The early years, I mean, there was some really offensive things done in the fifties, not that redistricting for racial purposes, isn’t offensive, but you know, you’ve heard the stories of the County registrars, who would sit on a table on the other side of black people trying to register to vote. And there’d be a jar of jelly beans there and say, okay, can you guess how many jelly beans are in this? That was the technique. Or to recite sections of the constitution backwards from memory. And they would just laugh and laugh and laugh.
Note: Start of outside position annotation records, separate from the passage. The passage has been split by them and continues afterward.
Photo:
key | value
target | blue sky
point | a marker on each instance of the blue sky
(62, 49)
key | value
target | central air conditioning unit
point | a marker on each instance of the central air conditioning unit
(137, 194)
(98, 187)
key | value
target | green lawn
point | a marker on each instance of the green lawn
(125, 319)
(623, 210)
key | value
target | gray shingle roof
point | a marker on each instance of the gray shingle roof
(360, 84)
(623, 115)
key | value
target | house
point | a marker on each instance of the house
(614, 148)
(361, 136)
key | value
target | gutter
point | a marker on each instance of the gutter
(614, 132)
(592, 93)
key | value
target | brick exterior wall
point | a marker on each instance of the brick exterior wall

And I think about how, when the US Commission on Civil Rights was created by the 1964, the Civil Rights Act and they go into the South, they’re holding a bunch of hearings and there was one, and I think this was in Jackson in which they had some County Registrar from a rural county. He’s just talking about here’s how, here’s how we do it. You know, they can’t read then we can’t have them registered. And you know, somebody on the Civil Rights Commission, I think handed over a piece of paper to him said, okay, would you mind reading the following? He couldn’t. (laughs) He couldn’t. So we shouldn’t be shocked now when people say things that we think are so obviously going to be viewed by everyone as either dissembling or just an outright fabrication or a real twisting of things, you know, because I’m sure that Registrar was able to go back to that County and get easily reelected after that. There was no shame in those techniques and that’s, I mean, the poll tax was almost mild compared to those sorts of things that were designed to humiliate people.
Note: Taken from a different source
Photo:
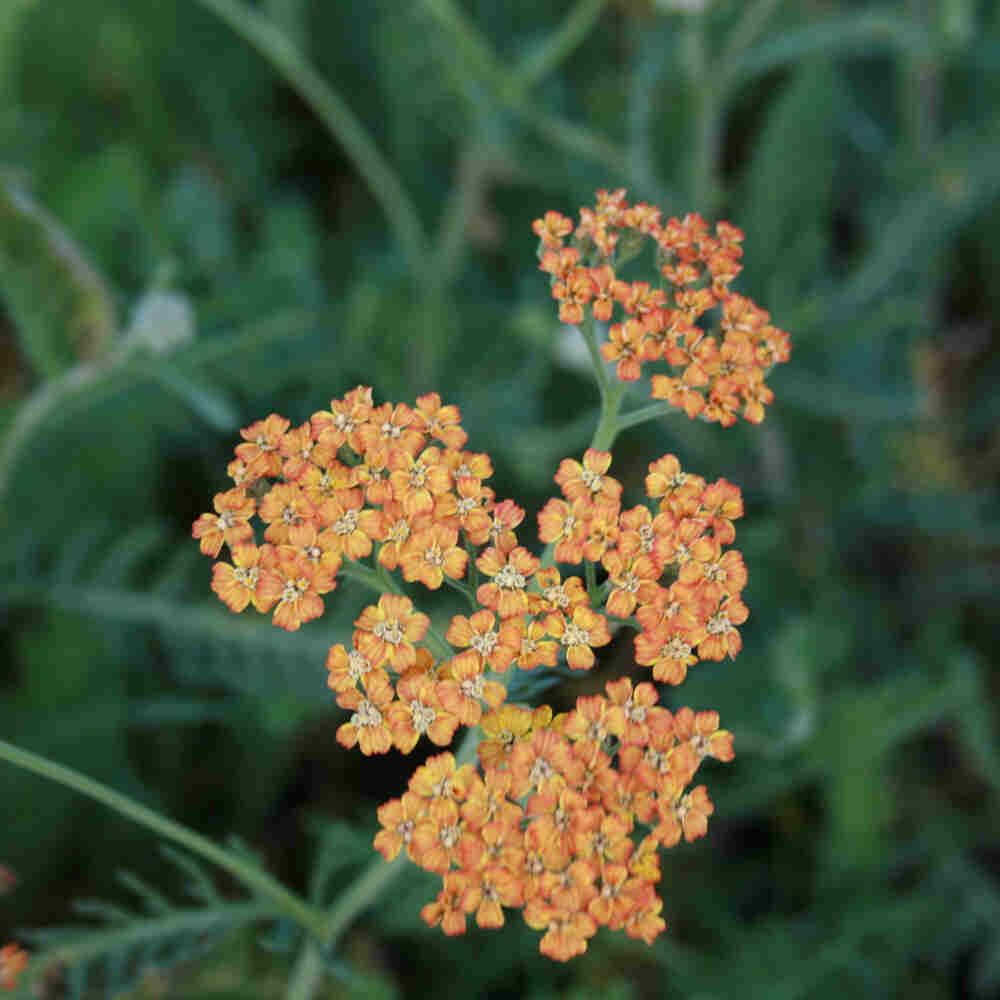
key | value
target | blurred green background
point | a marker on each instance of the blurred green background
(200, 224)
So when I’m coming of age as a young reporter, it would be things like moving certain offices from being elective to being appointed, shutting polling places without notice, you know, on election day, making people stand outside in the rain when there was, you know, a gym that they could go seek shelter in. I mean, anything to discourage black people from voting. I cannot emphasize enough how purposeful it was. Okay. These weren’t just, oh, what a coincidence, we happen to think of a strategy, come up with a strategy because we don’t have enough poll workers or this, that, and the other, this was craftiness. And there was a tool box. It was a toolbox of techniques to use, very effective.
The people who would do that are a little sharper than they used to be. They’re more media savvy. When our Governor, Brian Kemp was then running for Governor, and he’s the Secretary of State, there’s a county down near these counties that I do my podcast in, my civil rights cold cases on, Randolph County. The last minute there, they close all these polling places. And every one of them to my memory, most of them or, all of them were in African-American neighborhoods. You know, it was so blatant. And they said, no, no, no, that’s not what we, we had, uh, you know, we’re trying to consolidate. And they reversed themselves, because they got caught. But guess what, how many times are people not being caught?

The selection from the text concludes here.